Research Through Living: Keir Dullea and Mia Dillon are starring in ‘On Golden Pond’ at the Bucks Playhouse
Actors do a lot of things in order to play a role. They memorize lines, rehearse, think about their character’s motives, and discuss the play with the director, the writer when possible and their fellow actors.
In playing the part of Norman Thayer in Ernest Thompson’s 1979 play, On Golden Pond, Keir Dullea has found another way to connect to his character. In the play, Norman is an 80-year-old man, dealing with several issues, including his strained relationship with his daughter, Chelsea, and memory loss. And Mr. Dullea says part of his preparation for the part simply involved getting older.
”I’m not very far from the age of this character,” says the 79-year-old Mr. Dullea. “I’m not trying to play old, I just play me because the age is about right. I don’t have Alzheimer’s and I don’t have serious memory loss but both my wife and I have had the experience of going upstairs, reaching the top and saying ‘What did I come up here for.’ A couple of times a week, I go from one room to another and can’t remember what the hell I came in for. So that’s useful.”
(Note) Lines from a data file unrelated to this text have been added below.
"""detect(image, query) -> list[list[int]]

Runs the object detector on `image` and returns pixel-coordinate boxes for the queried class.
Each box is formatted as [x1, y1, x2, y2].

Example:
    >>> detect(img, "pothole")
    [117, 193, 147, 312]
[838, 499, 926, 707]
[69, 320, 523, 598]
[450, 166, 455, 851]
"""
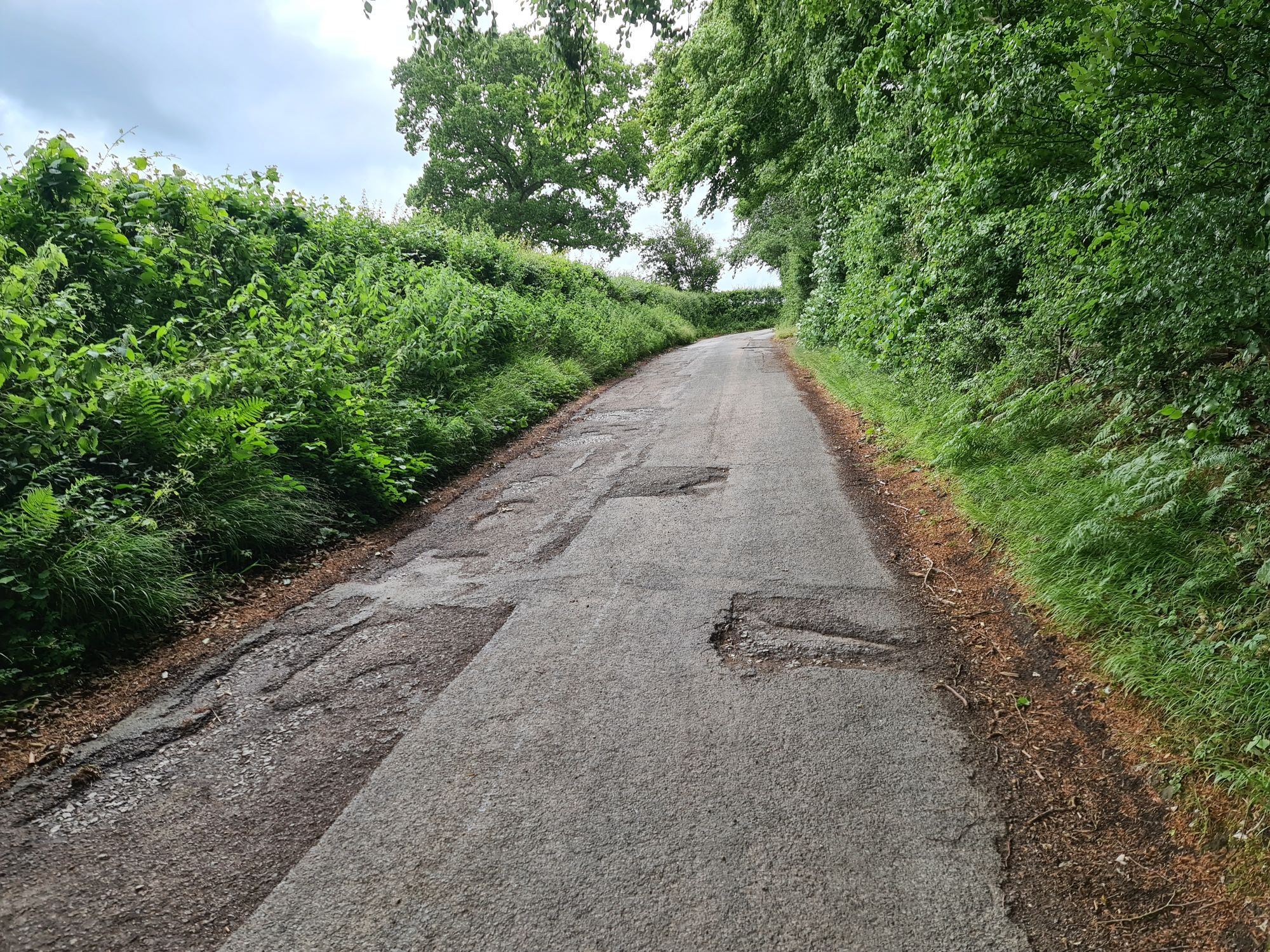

Mr. Dullea and his wife, Mia Dillon, are starring as Norman and Ethel in a production of On Golden Pond to be staged at Bucks County Playhouse in New Hope, Pennsylvania, July 10 to Aug. 2. In the play, Norman and Ethel are settling down for the summer at their vacation home when they get a letter from their daughter, Chelsea (Christa Scott-Reed), saying she’ll be arriving to celebrate Norman’s birthday. She brings her boyfriend, Bill Ray (Don Noble) and his teenage son Billy (Cameron Clifford). The play explores the relationships between Norman and Ethel, Norman and his daughter, and Norman and Billy, who ends up spending the summer with the older couple.
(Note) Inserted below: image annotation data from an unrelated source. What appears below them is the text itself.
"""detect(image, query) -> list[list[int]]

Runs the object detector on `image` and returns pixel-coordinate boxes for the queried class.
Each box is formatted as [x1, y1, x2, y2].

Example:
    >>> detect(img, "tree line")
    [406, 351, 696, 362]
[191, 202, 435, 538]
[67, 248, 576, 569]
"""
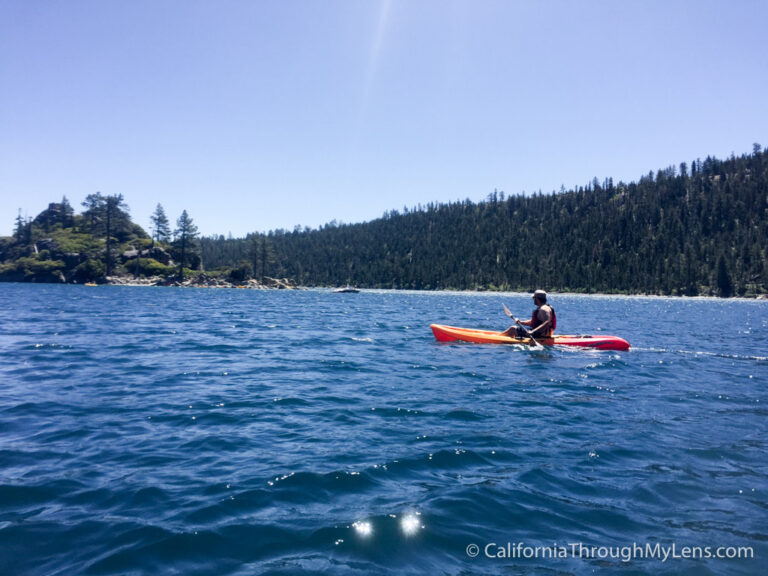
[201, 144, 768, 296]
[0, 144, 768, 296]
[0, 192, 201, 282]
On Golden Pond debuted on Broadway in 1979. It was adapted into a 1981 movie starring Henry Fonda and Jane Fonda, marking the only time that father and daughter appeared in a film together. It also won Mr. Fonda his only Oscar, and Katharine Hepburn her fourth. It was revived on Broadway in 2005 with James Earl Jones and Leslie Uggans.
”It’s a play that has a lot of surprising depth,” says Mr. Dullea, who is best-known for playing David Bowman in 2001: A Space Odyssey. “It has its funny side, if you’re going to describe it with one word, it’s a kind of comedy, but it has a lot of subtext in it that’s very interesting to explore.”
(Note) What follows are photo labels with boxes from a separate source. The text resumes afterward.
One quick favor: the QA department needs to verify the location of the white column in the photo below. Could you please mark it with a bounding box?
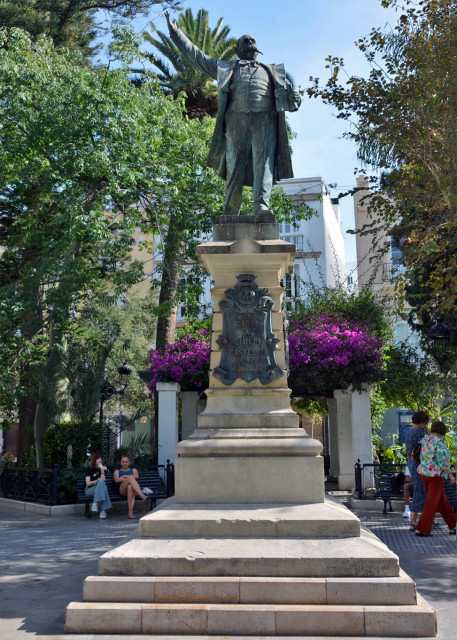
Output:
[157,382,179,472]
[333,390,355,491]
[181,391,198,440]
[352,384,373,489]
[327,398,340,477]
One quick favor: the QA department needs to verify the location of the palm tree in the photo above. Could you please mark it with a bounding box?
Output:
[144,9,236,119]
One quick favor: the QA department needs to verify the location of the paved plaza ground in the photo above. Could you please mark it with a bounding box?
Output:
[0,506,457,640]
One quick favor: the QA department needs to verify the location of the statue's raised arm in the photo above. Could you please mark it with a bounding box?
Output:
[165,13,301,216]
[165,11,217,80]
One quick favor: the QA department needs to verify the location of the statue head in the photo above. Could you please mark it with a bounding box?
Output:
[235,34,262,60]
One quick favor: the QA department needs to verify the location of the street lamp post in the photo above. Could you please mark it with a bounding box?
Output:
[99,362,132,458]
[429,318,457,371]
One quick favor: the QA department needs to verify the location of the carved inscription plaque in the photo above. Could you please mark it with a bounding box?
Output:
[213,273,283,385]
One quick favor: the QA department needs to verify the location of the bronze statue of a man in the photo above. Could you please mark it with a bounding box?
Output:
[166,14,301,215]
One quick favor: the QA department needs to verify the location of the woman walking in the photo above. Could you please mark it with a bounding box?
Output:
[405,411,430,531]
[416,420,457,537]
[84,453,112,520]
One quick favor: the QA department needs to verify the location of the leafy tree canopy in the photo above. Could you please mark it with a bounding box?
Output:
[0,29,192,430]
[308,0,457,316]
[144,9,236,118]
[0,0,179,56]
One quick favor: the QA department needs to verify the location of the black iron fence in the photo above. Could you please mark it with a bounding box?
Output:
[0,460,175,505]
[355,460,406,500]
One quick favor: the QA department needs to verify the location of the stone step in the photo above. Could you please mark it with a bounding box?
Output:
[65,601,436,638]
[83,573,416,605]
[98,530,399,577]
[139,500,360,538]
[63,633,438,640]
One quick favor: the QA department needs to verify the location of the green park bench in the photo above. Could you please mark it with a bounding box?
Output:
[76,464,174,518]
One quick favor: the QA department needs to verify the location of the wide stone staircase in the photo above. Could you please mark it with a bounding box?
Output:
[65,499,436,640]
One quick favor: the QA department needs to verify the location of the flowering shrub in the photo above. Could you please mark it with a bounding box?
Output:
[289,313,384,394]
[149,313,385,395]
[149,329,211,392]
Mr. Dullea says he and Ms. Dillon have acted together about 10 times, and have played husband and wife a few times.
”We’ve been together 17 years, married 16,” he says. “A week after we got married, we were cast in a touring company of Deathtrap, in which I got to kill her off each night. More recently, two years ago at the Tennessee Williams Theater Festival (in New Orleans), we played Big Daddy and Big Mama in ‘Cat on a Hot Tin Roof.’”
That production of Cat on a Hot Tin Roof was special for him because he played Brick in a Broadway revival of the play in 1974.
”I always wanted to play (Big Daddy), but never thought I’d ever get cast, so to get cast and then play it opposite my wife was a special treat,” he says. “We love working together.”
The couple in On Golden Pond is one that has stayed together and is indeed prepared to die together, not that that they don’t have issues.
”Even in the most perfect relationships, there are certain kinds of abrasive things that happen with any couple, and that makes it even more real,” Mr. Dullea says. “If it was all just hearts and flowers, it would be kind of dull. And part of the drama of this is, in spite of everything, they do love each other. You find that out by the end of the play. You see that as the play progresses but you also see there’s stuff between the characters.”
Performing at the Bucks County Playhouse marks something of a homecoming for Mr. Dullea, because as a child he attended the George School in Newtown.
”When I arrived at that school, I thought I had died and gone to heaven,” he says, adding that George School was where he started acting.
”I didn’t know it then, but probably the seed was planted that resulted in my becoming an actor,” he says. “George School had an unusually heightened drama program that you could take separate from the junior class play, or the senior class play. You could take drama as a half-unit subject, and we explored (John) Galsworthy and (George) Bernard Shaw and (William) Saroyan, and we did acting exercises.
”And I loved it, but it never occurred to me that someone would pay you to have fun. So it never occurred to me to become an actor. But looking back on it I realize that really is where the seed was planted that later on resulted on in my deciding to be an actor.”